Durante la noche yo tuve mi pequeño transistor Grundig debajo de la almohada, pegado a la oreja. Sobre la una o así parecía que la cosa no iba a salir bien para los golpistas. Apagué la radio y me puse a dormir.
Por la mañana, el teniente Alcántara miraba la televisión de la compañía con claras muestras de desaprobación. No recuerdo más, el resto del tiempo volvió a ser rutina. Es distinto el tiempo de los sucesos históricos del normal de cada día.
Pocos días después, en las oficinas del cuartel el oficinista mayor, Marcel Massa, que era amigo mío, me dejó leer el informe confidencial del coronel sobre la posición de los distintos cuerpos de Melilla durante el incidente. Quedaba claro que la Legión, Artillería y dos de los tres cuerpos de Regulares se habían posicionado a favor del golpe, y nosotros los Ingenieros, los de Sanidad y el 5º de Regulares, creo, a favor del gobierno.
En resumen, que los cuerpos de combate, quitando uno, eran fervientes partidarios de los golpistas. Y los cuerpos menos militares, vamos a decirlo así, del gobierno. Si hubiéramos tenido que combatir, les habríamos durado menos de dos minutos, bromeaba yo para mí.

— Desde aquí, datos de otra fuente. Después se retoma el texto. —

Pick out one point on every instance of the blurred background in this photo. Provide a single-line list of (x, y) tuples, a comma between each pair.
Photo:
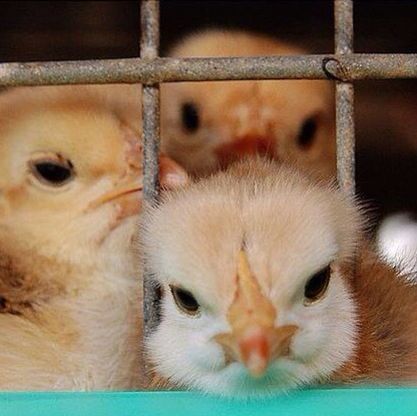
[(386, 111)]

Y eso es todo lo que me queda en la memoria respecto de aquel día. En aquellos tiempos acababa de leer El Extranjero, de Albert Camus, y me identificaba con la sensación que tenía el protagonista de que la vida era una cosa anodina. El 23F de pronto la transformó en una aventura, más allá de sentir también una innegable inquietud acerca del porvenir.
La sensación de que en tiempos de crisis se aguzan los sentidos y el cerebro se pone a trabajar con extraña diligencia, era insólita y estimulante. Quizás eso es lo que ha dejado una huella indeleble en mi memoria, más allá del valor histórico de aquellos momentos.